According to a 1926 article in the Dallas Morning news “When the Shriners went to Los Angeles, he (Mansbendel) was selected to make the Ben Hur chariot which he decorated in gold leaf and carved in fitting but severe design. The chariot so pleased Louis B. Mayer, the vice-president of MGM Studio, that Mayer asked to be allowed to drive it in the huge parade. (Probably the Rose parade in Pasadena) Other producers then at work on the movie of “Ben-Hur” (silent movie) also expressed appreciation of the masterly way in which the chariot was carved and decorated.”
It is believed MGM purchased the chariot and utilized it in the filming or marketing of the movie. Ben-Hur the 1925 silent film was directed by Fred Niblo. It was a blockbuster hit for newly merged Metro-Goldwyn-Mayer. This was the second film based on the novel Ben-Hur: A Tale of the Christ by Lew Wallace. Costing between $4 and 6 million, Ben-Hur was the most expensive silent film ever made.
Ben-Hur was a big success as a novel, and also as a stage play. Stage productions had been running for twenty-five years. In 1922, two years after the play’s last tour, the Goldwyn company purchased the film rights to Ben-Hur. The play’s producer, Abraham Erlanger, put a heavy price on the screen rights. Erlanger was persuaded to accept a generous profit participation deal and total approval over every detail of the production.

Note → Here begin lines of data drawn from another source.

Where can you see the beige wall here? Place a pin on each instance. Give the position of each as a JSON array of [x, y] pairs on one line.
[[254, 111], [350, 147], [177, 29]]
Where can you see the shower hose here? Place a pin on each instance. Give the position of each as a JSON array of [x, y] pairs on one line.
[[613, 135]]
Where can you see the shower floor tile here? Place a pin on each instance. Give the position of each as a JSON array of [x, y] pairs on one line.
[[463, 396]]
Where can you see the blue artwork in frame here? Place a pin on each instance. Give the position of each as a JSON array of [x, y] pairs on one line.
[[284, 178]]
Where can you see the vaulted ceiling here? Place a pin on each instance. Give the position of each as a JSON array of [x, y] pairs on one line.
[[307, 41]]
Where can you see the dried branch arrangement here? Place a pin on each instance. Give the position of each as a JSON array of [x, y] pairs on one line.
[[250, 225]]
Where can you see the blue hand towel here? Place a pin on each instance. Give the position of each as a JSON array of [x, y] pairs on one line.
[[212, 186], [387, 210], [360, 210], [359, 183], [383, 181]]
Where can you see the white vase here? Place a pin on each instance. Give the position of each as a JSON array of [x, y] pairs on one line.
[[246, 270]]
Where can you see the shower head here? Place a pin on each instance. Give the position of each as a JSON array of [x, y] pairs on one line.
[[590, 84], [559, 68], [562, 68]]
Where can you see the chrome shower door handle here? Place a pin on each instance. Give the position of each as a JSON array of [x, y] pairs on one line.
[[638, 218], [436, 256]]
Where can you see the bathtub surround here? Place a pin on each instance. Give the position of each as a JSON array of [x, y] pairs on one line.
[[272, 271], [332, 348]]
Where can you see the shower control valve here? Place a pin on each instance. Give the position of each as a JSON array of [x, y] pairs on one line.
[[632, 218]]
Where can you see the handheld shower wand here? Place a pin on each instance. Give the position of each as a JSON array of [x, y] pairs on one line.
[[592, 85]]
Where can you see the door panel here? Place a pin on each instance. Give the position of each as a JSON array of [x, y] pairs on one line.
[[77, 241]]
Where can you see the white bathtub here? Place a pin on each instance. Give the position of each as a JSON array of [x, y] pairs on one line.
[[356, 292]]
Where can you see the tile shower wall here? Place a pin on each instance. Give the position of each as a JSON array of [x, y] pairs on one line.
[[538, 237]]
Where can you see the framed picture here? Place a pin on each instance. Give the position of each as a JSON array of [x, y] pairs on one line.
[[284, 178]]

When filming the chariot scene, the drivers were careful and slow, which disappointed Mayer. To make it more exciting, he offered a prize of $100 to the winner, and the resulting heated competition led to the horrendous crash that remains in the movie. Several horses were killed during the production. That and another fatal accident led to changes in rules of filming and film safety.
Shooting began in Italy in 1923, starting two years of difficulties, accidents, and eventually a move back to Hollywood. Additional recastings (including Ramón Novarro as Ben-Hur) and a change of director caused the production’s budget to skyrocket. The studio’s publicity department was shameless, advertising the film with lines like: “The Picture Every Christian Ought toSee!” Although audiences flocked to Ben-Hur after its premiere in 1925 and the picture grossed $9 million, its huge expenses and the deal with Erlanger made it a loser for MGM as they were unable to recoup its $4 million investment.